Témoignage émouvant de la vie des hommes du Paléolithique, plus d'une cinquante-cinqaine de mains ont été découvertes dans la grotte. Elles ont été dessinées aussi bien en négatif (pochoir) qu'en positif (enduites de colorant et appliquées sur la roche). Elles sont toutes situées dans la partie droite (est) de la grotte, semblant ainsi jalonner un cheminement qui mène au grand puits, aujourd'hui noyé, mais qui jadis constituait un gouffre obscur, profond de 24 mètres, qui a dû effrayer les premiers visiteurs de la grotte, il y a 27.000 ans.

Série de mains négatives sur fond noir

Ce massif stalagmitique, situé près du grand puits noyé porte un groupe de huit mains gauches.
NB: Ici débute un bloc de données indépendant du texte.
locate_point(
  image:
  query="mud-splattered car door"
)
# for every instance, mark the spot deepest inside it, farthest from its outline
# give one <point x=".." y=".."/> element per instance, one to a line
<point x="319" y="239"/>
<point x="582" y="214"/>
Ces mains, aux doigts raccourcis, ressortent sur un fond de charbon de bois pulvérisé.

Mains négatives à doigts incomplets

Le manque de phalanges apparaissant sur les mains dessinées a suscité de nombreuses interrogations. S'agit-il de témoignages de mutilations, de sacrifices rituels , de maladies circulatoires ou de doigts gelés ?. Sur ces mains aux doigts incomplets, le pouce est toujours intacts, ce qui élimine d'emblée l'hypothèse de gelures graves ayant entraîné la nécrose des phalanges. Aucun squelette du Paléolithique supérieur retrouvé à ce jour ne présente des mains aux phalanges incomplètes.

L'hypothèse la plus probable serait alors que les mains étaient dessinées avec les doigts repliés, signe de reconnaissance ou langage codé, vraisemblablement lié à la chasse et à divers rites, langage silencieux jadis utilisé par des peuples chasseurs tels les Bushmen, ou les Aborigènes d'Australie.

Série de tracés digitaux

Les tracés digitaux sont présents partout dans la grotte et liés à la phase ancienne.